What Amazon Can Teach Us About Delivering on Customer Loyalty

Posted by Ashley Harrington

Wed, Apr 25, 2018

 

amazon packages (resized)

I live in a historic Boston neighborhood rich in restaurants and charm, but poor in parking. If you have a car, you have two choices: spend a fortune on a dedicated monthly parking spot or drive in circles until you find free street parking.  I don’t like to waste money or time, so I don’t own a car.

I don’t own a car, but I do have two kids. So, I need stuff and I need it all the time. Enter, Amazon.

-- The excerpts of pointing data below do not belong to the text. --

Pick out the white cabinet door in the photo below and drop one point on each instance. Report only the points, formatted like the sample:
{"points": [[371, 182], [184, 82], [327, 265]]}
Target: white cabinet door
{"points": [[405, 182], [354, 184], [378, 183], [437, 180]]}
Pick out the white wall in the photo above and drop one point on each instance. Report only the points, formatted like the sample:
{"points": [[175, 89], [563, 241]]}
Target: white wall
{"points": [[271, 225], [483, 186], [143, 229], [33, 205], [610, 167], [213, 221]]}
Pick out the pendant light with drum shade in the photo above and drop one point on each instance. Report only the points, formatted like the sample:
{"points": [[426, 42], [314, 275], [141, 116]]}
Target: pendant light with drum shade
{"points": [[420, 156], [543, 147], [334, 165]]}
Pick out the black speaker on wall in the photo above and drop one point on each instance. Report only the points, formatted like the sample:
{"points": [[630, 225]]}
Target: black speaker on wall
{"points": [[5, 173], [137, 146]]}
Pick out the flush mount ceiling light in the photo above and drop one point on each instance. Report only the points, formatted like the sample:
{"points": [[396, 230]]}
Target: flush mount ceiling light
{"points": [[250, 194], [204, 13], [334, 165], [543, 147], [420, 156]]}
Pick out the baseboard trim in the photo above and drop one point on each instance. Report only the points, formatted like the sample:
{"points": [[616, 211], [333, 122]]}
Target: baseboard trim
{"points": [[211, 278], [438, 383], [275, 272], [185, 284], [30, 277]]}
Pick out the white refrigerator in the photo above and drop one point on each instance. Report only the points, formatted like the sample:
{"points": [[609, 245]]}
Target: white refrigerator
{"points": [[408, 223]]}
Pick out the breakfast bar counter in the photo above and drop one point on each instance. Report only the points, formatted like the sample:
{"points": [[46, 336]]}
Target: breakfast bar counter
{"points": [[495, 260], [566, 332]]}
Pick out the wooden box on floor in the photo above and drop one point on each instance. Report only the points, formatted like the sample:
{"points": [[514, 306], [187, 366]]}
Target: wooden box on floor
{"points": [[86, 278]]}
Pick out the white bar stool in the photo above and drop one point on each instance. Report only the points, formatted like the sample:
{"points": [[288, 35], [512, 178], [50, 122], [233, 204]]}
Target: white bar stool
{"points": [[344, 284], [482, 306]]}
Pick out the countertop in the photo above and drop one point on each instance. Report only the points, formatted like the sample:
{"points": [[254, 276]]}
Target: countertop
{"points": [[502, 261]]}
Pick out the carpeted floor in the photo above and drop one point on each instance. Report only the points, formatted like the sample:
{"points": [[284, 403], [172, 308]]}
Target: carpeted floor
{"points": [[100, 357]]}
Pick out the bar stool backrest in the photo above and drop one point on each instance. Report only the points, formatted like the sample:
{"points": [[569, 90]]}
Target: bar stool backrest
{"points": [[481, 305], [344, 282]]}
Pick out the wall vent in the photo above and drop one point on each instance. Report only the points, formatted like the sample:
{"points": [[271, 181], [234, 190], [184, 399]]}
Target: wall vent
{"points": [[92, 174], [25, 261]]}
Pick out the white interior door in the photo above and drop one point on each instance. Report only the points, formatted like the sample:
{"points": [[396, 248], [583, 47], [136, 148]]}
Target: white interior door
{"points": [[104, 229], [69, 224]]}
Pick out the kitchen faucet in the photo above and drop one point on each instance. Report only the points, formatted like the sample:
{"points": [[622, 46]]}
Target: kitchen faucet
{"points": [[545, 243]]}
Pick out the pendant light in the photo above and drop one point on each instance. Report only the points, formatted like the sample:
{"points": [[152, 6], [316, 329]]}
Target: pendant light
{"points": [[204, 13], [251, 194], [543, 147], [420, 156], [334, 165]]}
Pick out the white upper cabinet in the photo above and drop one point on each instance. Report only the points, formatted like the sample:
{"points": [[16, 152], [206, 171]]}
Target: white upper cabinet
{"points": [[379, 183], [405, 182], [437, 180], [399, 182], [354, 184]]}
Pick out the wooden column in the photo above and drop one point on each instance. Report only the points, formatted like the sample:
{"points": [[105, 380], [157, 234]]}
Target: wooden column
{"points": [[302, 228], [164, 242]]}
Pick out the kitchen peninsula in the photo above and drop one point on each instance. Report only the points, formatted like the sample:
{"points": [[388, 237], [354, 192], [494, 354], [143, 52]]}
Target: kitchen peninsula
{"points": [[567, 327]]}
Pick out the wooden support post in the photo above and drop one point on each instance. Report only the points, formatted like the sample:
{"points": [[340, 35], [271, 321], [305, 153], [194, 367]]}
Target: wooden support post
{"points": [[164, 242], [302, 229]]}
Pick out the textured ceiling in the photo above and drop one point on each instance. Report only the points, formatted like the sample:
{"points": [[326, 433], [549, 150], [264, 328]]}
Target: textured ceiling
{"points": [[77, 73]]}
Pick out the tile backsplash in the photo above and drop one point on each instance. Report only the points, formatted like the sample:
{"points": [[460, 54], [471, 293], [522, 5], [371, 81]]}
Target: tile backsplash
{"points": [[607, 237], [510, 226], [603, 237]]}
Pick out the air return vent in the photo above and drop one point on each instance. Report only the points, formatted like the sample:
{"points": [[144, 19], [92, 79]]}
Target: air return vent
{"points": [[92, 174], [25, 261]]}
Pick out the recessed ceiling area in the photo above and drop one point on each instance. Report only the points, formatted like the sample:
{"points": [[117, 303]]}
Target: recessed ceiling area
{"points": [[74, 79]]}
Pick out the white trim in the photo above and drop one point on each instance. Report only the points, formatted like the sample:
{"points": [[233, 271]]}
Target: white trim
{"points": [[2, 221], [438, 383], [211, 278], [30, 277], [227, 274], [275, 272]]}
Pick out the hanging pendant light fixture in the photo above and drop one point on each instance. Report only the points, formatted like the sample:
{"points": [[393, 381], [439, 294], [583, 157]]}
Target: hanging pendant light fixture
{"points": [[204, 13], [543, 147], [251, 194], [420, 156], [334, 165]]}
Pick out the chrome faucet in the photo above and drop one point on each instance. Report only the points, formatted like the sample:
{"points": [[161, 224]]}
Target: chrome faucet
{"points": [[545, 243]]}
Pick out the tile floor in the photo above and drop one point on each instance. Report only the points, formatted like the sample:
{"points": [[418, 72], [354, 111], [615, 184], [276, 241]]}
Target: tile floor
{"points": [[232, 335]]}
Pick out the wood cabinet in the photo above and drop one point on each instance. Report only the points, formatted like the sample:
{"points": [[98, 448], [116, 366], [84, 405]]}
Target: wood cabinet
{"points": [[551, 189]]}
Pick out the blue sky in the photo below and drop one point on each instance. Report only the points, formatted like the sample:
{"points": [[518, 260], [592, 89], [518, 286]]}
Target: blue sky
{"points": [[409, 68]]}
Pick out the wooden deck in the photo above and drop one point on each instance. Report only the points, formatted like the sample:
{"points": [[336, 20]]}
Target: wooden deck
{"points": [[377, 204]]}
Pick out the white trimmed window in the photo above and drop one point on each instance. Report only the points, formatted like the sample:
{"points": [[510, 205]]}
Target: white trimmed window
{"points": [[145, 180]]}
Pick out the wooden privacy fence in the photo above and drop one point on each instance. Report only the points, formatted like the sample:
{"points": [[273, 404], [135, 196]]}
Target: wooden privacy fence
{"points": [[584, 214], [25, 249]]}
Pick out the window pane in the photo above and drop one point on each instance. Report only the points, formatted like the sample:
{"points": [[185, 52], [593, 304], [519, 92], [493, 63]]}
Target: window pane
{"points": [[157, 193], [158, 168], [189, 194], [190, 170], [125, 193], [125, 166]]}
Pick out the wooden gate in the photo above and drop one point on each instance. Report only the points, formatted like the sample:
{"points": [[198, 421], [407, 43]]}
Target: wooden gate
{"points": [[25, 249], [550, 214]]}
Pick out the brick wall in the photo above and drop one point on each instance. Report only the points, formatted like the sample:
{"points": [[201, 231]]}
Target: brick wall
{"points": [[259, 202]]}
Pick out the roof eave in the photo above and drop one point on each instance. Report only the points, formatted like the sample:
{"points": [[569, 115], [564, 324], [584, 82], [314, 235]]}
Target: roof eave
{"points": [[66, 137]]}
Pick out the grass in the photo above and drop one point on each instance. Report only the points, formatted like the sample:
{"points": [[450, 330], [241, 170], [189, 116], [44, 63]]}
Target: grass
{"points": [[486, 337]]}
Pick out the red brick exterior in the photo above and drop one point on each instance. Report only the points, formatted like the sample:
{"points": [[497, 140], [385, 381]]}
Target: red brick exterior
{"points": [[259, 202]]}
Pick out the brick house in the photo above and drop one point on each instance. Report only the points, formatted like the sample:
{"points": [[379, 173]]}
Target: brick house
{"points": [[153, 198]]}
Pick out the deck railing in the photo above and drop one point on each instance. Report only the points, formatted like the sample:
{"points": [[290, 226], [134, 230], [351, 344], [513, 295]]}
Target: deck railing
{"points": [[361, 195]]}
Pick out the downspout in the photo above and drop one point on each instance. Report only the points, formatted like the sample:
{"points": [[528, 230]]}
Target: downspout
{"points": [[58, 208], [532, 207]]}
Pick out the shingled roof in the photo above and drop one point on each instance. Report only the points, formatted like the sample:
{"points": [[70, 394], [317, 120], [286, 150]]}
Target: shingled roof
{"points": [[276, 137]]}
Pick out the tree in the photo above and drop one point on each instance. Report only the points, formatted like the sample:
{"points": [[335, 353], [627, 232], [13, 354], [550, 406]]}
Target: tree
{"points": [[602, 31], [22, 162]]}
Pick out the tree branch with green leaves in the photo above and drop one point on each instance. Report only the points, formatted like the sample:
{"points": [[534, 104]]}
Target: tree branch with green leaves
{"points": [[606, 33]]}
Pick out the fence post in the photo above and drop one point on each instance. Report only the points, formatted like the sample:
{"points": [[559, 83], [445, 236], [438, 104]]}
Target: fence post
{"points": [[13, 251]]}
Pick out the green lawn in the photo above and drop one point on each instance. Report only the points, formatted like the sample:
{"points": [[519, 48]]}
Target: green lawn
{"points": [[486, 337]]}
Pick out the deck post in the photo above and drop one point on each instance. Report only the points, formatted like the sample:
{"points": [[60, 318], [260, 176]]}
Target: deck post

I use Amazon on all my devices and have multiple apps. I use it for both planned purchases and impulse buys. I Subscribe and Save for everything from baby wipes to granola bars. I order groceries from Amazon Fresh. I try on clothes with Amazon Wardrobe. I buy e-books. I watch movies and TV shows on Prime. I use Now to get emergency toddler bribes delivered in an hour.

On top of all that, I pay Amazon for the privilege of buying things with them with an annual Prime membership. If that’s not the ultimate sign of customer loyalty, I don’t know what is.

If I was responding to an Amazon loyalty study, I would certainly make it into the “Super User” group, checking all the boxes for how we might define loyalty: frequency of purchases, cross shopping, willingness to try new categories, likelihood to recommend, etc. 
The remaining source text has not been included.